Let $M$ be a real number,
If $1.\ \forall\epsilon\gt0,$ there exists a partition $P$ of $[a,b]$ such that $M-\epsilon \lt L_f(M)\le M.$
$\ \ \ 2.\ L_f(M)\le M$ for every partition P of $[a,b] $ .
How to prove $M=\underline{I}_a^b(f)$
In my opinion, since we can use contradiction to prove the first condition, $M$ has to be least upper bound for the condition to work, but I don't know how to formally prove it. So if $M$ is certainly a least upper bound, then by the second condition, we confirm that $M$ it the least upper bound for all lower sum and thus is the lower integral. Could someone help with the proof?
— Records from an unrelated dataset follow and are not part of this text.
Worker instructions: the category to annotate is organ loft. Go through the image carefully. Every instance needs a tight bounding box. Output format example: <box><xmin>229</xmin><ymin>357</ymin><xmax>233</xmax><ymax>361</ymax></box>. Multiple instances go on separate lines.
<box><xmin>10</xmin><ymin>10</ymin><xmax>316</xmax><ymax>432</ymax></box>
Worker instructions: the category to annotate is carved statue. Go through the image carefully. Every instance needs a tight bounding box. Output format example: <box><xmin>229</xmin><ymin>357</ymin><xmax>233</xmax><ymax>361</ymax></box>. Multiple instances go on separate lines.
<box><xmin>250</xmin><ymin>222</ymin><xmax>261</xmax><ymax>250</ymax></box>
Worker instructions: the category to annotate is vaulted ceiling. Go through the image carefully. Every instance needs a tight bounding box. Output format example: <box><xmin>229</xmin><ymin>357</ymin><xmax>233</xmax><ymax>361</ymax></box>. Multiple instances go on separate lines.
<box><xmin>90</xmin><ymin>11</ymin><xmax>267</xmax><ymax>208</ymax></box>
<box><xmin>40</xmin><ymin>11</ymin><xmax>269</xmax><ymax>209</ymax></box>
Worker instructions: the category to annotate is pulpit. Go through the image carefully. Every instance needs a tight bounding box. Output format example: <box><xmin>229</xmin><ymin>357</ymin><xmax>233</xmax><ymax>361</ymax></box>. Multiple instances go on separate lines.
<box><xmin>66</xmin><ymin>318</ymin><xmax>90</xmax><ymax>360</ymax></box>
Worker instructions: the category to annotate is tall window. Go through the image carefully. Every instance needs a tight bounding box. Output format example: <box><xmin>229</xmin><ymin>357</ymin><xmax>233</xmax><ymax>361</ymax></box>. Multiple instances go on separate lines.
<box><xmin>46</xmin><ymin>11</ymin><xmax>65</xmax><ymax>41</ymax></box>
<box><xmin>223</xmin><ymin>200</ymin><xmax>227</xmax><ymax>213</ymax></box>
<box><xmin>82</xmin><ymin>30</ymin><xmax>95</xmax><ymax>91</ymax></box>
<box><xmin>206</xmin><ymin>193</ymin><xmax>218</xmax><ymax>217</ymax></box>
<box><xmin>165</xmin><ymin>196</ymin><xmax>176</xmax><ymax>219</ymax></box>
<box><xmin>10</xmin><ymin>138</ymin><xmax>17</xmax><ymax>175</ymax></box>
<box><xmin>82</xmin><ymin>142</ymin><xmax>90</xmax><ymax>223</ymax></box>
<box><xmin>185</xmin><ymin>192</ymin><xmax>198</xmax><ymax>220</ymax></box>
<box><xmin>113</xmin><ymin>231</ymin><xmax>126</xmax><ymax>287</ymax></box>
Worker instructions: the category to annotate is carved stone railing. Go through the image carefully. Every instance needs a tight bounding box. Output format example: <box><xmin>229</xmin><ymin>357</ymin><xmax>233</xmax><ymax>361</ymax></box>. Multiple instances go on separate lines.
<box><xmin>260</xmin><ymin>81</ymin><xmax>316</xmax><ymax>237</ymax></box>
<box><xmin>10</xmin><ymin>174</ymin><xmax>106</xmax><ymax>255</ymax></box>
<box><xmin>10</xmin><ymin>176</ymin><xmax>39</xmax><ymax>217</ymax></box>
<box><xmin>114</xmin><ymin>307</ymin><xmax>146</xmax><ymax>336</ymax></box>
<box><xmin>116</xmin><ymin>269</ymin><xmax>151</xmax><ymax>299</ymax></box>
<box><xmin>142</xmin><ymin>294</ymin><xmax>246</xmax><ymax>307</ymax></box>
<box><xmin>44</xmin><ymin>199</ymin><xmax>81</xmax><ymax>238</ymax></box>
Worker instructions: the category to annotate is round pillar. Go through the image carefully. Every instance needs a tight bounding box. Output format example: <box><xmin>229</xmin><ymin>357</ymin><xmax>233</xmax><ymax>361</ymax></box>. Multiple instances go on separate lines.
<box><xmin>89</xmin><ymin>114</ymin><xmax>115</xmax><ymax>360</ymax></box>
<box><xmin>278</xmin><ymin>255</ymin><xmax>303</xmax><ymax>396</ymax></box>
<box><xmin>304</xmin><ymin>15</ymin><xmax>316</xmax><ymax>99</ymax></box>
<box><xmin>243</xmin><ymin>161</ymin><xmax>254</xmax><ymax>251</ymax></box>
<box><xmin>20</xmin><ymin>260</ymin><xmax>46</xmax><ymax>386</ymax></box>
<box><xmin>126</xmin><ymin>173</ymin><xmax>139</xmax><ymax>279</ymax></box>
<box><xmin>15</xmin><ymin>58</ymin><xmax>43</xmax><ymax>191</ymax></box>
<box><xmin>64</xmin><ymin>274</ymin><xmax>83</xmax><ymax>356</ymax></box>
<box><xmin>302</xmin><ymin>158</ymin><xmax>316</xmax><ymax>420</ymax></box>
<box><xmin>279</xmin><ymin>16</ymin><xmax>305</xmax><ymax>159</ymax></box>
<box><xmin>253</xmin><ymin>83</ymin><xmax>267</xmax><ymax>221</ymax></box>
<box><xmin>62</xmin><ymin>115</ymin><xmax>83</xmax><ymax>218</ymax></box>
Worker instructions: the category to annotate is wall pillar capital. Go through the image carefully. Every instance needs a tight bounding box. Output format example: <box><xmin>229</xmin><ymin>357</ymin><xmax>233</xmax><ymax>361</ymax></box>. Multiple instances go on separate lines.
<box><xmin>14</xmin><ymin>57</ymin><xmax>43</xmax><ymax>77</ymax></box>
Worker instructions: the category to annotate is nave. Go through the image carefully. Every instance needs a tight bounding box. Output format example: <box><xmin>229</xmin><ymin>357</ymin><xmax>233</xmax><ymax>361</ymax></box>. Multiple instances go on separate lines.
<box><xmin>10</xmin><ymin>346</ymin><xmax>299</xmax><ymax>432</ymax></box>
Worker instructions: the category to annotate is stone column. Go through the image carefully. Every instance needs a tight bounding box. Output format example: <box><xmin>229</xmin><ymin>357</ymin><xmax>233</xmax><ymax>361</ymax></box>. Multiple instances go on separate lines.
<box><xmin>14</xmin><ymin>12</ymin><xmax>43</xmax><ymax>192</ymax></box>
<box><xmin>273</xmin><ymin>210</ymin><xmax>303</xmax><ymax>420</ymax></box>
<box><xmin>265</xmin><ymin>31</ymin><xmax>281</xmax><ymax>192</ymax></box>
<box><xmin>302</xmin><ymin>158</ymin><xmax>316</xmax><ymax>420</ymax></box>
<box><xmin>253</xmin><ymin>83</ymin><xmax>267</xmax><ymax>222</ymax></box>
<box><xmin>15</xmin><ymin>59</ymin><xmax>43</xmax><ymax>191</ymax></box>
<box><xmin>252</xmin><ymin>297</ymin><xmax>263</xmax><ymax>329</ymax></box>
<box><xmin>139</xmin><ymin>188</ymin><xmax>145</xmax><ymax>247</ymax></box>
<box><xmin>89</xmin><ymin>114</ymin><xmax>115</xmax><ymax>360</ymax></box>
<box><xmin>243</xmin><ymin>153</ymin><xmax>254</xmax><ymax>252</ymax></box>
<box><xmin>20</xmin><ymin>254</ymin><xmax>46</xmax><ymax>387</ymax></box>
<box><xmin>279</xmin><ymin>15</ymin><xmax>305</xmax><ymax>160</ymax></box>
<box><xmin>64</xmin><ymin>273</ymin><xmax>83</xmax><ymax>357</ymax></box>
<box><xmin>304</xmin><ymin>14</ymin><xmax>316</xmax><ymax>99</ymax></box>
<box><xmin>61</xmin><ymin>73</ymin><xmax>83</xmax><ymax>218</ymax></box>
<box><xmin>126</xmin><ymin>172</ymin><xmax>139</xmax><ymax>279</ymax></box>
First some clarification. For a (nonempty) real set, if there is any upper bound at all, there is then a least upper bound (aka supremum), one and only one.
You're trying to take the least upper bound of the set of $L_f(P)$'s over all partitions $P$. Your first condition is that you can find an $L_f(P)$ which is $> M-\epsilon$ for positive $\epsilon$. That means that, for any positive $\epsilon$, the number $M-\epsilon$ is not an upper bound of the set of all $L_f(P)$'s.
The second condition is that $M$ is an upper bound of the set of all $L_f(P)$'s.
Putting the two things together, $M$ is the least upper bound of that set. Anything less than $M$ and it's not an upper bound.